Pomp & Circumstances

Five graduations! Hot students! Good vs. evil! Dave Brubeck vs. Eleanor Roosevelt! All this and a pack of Trojans!

His successor is Barry Lietz, who has been at the school for 10 years. He welcomes the crowd and says this has been a year of "new beginnings" for students who have made "choices, sometimes very poor choices." He tells the students to savor this last breath of free-spirited youth and "then go out and get a job." The crowd cheers wildly. "Or go to college," he continues. "And get yourself out of debt." More applause. Allison English, the class valedictorian, is introduced. Giggling and nervous, she says, "Maybe regular high school wasn't the place for us. It doesn't matter." English will later receive the school's mathematics award and has already received high honors on the Golden State exam. She says she wishes her classmates "happiness. Whether or not it happens is up to you. People are usually as happy as they make up their minds to be." Her voice remains cheery, but the message is practical—Abraham-Lincoln-grounded. Another speaker talks about the greyhound who cheats by jumping over a fence and catching the rabbit—who, in the end, "cheats himself of really becoming a champion."

Next, it's time to give out awards. Some of the kids on the grass become distracted and begin talking among themselves. An elderly man sitting in the back turns and tells them to be quiet. They are for a moment; then they facetiously take turns "shushing" one another. Onstage, scholarships and awards are handed out. Teacher John Andrew gives out the Bailey Daugherty award. Andrew was brought here by Daugherty when the school opened and, though he's had chances to leave, never has. There are many like him: assistant principal Sue Huff and teacher Johnel Swaim each have worked at the school for more than 20 years; long tenures at the school are common. Andrew says Silverado isn't a place where teachers are dumped, but rather where they ask to go and decide to stay. Which probably accounts for the fact that about 50 percent of the graduating class is going on to college. It also accounts for the fact that teachers and students have a unique relationship based not only on discipline but also on a realization, Andrew says, that "these kids have been through the wars." Before Andrew gives out the award, he comments on how things have changed. How Daugherty, whenever he had a student in his office, always began by saying, "Smoke 'em if you got 'em." He then mentions that he taught many of today's graduates' parents. He looks into the audience and says, "Hiya, Rick!" A man stands and waves back.

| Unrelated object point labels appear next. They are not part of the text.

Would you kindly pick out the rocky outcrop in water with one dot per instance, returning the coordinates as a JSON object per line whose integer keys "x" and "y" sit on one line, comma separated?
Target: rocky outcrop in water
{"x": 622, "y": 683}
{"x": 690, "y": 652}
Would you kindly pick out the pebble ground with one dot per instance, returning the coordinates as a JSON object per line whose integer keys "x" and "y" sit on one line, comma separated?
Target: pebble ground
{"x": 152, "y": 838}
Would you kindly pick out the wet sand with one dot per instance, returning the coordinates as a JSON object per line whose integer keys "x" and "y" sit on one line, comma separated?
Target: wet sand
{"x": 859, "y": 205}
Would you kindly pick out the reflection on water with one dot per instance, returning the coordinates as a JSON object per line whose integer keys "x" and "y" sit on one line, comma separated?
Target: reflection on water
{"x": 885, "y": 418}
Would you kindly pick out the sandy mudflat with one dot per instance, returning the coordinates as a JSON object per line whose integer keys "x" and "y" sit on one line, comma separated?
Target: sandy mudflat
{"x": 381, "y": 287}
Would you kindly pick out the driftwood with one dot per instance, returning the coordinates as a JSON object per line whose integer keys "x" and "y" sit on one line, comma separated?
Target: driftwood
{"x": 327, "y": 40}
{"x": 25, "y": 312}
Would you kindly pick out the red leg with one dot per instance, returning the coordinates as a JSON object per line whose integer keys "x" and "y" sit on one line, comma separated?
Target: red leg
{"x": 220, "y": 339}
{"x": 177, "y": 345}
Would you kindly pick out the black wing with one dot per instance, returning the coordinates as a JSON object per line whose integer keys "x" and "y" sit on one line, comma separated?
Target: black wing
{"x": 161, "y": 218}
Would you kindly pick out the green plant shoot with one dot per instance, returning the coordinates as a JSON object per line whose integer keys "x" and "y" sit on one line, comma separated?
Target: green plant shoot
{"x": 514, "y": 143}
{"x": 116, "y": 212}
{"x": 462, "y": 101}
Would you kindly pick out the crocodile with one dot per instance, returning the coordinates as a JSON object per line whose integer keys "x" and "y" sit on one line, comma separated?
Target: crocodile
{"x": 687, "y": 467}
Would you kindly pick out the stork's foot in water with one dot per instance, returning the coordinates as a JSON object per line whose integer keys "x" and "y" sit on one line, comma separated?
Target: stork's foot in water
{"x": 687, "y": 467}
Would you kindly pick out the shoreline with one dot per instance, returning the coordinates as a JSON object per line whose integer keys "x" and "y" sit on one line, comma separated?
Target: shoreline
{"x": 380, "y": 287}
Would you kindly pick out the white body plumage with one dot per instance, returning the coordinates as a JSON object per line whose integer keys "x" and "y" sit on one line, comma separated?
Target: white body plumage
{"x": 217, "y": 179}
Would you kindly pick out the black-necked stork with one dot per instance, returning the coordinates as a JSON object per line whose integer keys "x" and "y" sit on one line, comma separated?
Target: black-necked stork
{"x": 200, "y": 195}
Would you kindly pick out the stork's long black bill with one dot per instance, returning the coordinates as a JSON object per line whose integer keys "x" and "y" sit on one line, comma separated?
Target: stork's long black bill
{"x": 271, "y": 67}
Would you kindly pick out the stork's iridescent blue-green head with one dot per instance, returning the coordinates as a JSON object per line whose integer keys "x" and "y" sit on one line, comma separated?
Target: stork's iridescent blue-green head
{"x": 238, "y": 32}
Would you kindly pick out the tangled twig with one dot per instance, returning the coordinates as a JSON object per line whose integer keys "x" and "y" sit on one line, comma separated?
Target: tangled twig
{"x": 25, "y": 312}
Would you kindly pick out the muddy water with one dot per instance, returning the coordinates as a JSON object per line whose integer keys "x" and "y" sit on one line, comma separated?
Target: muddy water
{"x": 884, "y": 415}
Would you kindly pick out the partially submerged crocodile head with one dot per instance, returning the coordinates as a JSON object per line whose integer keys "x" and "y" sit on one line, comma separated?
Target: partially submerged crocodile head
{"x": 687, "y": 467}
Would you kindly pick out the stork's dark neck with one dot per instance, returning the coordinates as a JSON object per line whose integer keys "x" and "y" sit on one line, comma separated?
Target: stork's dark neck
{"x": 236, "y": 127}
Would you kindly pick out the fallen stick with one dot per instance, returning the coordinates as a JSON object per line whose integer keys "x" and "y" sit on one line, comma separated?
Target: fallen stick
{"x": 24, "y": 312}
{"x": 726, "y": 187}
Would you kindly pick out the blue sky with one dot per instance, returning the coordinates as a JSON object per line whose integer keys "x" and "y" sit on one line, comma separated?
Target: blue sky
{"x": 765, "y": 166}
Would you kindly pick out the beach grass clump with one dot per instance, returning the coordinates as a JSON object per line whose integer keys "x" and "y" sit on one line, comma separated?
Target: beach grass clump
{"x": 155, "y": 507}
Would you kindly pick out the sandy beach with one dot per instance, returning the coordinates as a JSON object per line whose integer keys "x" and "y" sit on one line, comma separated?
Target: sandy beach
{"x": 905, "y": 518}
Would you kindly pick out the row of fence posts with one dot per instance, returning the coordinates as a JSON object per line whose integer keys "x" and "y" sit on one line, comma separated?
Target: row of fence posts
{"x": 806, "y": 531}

Another teacher follows Andrew to the stage. She takes out a piece of paper and begins to read. It's a student's tale of drinking, partying and fighting. Of not going to class, of discounting anything an adult says. It's a story of a young girl who becomes pregnant and is later told her baby has little chance for survival. She's advised to terminate the pregnancy but decides to have the baby. She gives birth to a baby girl she names Angelica, who lives two hours and then "passes on to heaven." She writes that her daughter's birth and death make her realize how shallow her life had been. She goes to Silverado. The teacher folds up the letter and announces that the girl is not only graduating today, but also graduating early—with honors—and going on to college. The graduates are asked to stand and receive their diplomas. They come onto the stage one by one, usually with their arms in the air. The crowd cheers, but the students seem to cheer louder for one another. When the ceremony draws to a close, Lietz congratulates them and tells them there is a reception in the school quad, but that they first must return their caps and gowns. A few good-natured boos. He dismisses the graduates, and family and friends descend on them. One woman shouts to her daughter, "YOU DID IT!" She grabs her, hugs her quickly, then does it again, this time nuzzling her face into her daughter's neck as she says, "You did it."